Recommendations for Wisconsin

State response to our analysis

Wisconsin was helpful in providing NCTQ with facts that enhanced this analysis.

Research rationale

Teachers should be judged primarily by their impact on students.

While many factors should be considered in formally evaluating a teacher, nothing is more important than effectiveness in the classroom. Unfortunately, districts have used many evaluation instruments, including some mandated by states that are structured, so that teachers can earn a satisfactory rating without any evidence that they are sufficiently advancing student learning in the classroom. It is often enough that teachers appear to be trying, not that they are necessarily succeeding.

Many evaluation instruments give as much weight, or more, to factors that lack any direct correlation with student performance—for example, taking professional development courses, assuming extra duties such as sponsoring a club or mentoring and getting along well with colleagues. Some instruments hesitate to hold teachers accountable for student progress. Teacher evaluation instruments should include factors that combine both human judgment and objective measures of student learning.

Evaluation of Effectiveness: Supporting Research

Reports strongly suggest that most current teacher evaluations are largely a meaningless process, failing to identify the strongest and weakest teachers. The New Teacher Project's report, "Hiring, Assignment, and Transfer in Chicago Public Schools", July 2007 at: http://www.tntp.org/files/TNTPAnalysis-Chicago.pdf, found that the CPS teacher performance evaluation system at that time did not distinguish strong performers and was ineffective at identifying poor performers and dismissing them from Chicago schools. See also Lars Lefgren and Brian Jacobs, "When Principals Rate Teachers," Education Next, Volume 6, No. 2, Spring 2006, pp.59-69. Similar findings were reported for a larger sample in The New Teacher Project's The Widget Effect (2009) at: http://widgeteffect.org/.  See also MET Project (2010). Learning about teaching: Initial findings from the measures of effective teaching project. Seattle, WA: Bill & Melinda Gates Foundation.

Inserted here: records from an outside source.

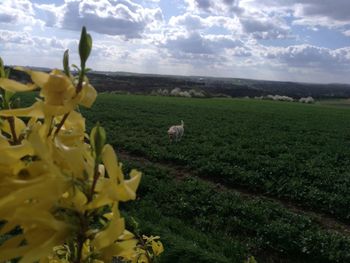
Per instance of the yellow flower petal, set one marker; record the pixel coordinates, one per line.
(19, 126)
(36, 110)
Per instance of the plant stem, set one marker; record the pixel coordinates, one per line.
(11, 121)
(61, 123)
(78, 89)
(94, 182)
(81, 237)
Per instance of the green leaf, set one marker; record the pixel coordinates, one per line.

A Pacific Research Institute study found that in California, between 1990 and 1999, only 227 teacher dismissal cases reached the final phase of termination hearings. The authors write: "If all these cases occurred in one year, it would represent one-tenth of 1 percent of tenured teachers in the state. Yet, this number was spread out over an entire decade." In Los Angeles alone, over the same time period, only one teacher went through the dismissal process from start to finish. See Pamela A. Riley, et al., "Contract for Failure," Pacific Research Institute (2002).

That the vast majority of districts have no teachers deserving of an unsatisfactory rating does not seem to correlate with our knowledge of most professions that routinely have individuals in them who are not well suited to the job. Nor do these teacher ratings seem to correlate with school performance, suggesting teacher evaluations are not a meaningful measure of teacher effectiveness. For more information on the reliability of many evaluation systems, particularly the binary systems used by the vast majority of school districts, see S. Glazerman, D. Goldhaber, S. Loeb, S. Raudenbush, D. Staiger, and G. Whitehurst, "Evaluating Teachers: The Important Role of Value-Added." The Brookings Brown Center Task Group on Teacher Quality, 2010. 

There is growing evidence suggesting that standards-based teacher evaluations that include multiple measures of teacher effectiveness—both objective and subjective measures—correlate with teacher improvement and student achievement. For example see T. Kane, E. Taylor, J. Tyler, and A. Wooten, "Evaluating Teacher Effectiveness." Education Next, Volume 11, No. 3, Summer 2011, pp.55-60; E. Taylor and J. Tyler, "The Effect of Evaluation on Performance: Evidence from Longitudinal Student Achievement Data of Mid-Career Teachers." NBER Working Paper No. 16877, March 2011; as well as H. Heneman III, A. Milanowski, S. Kimball, and A. Odden, "CPRE Policy Brief: Standards-based Teacher Evaluation as a Foundation for Knowledge- and Skill-based Pay," Consortium for Policy Research, March 2006.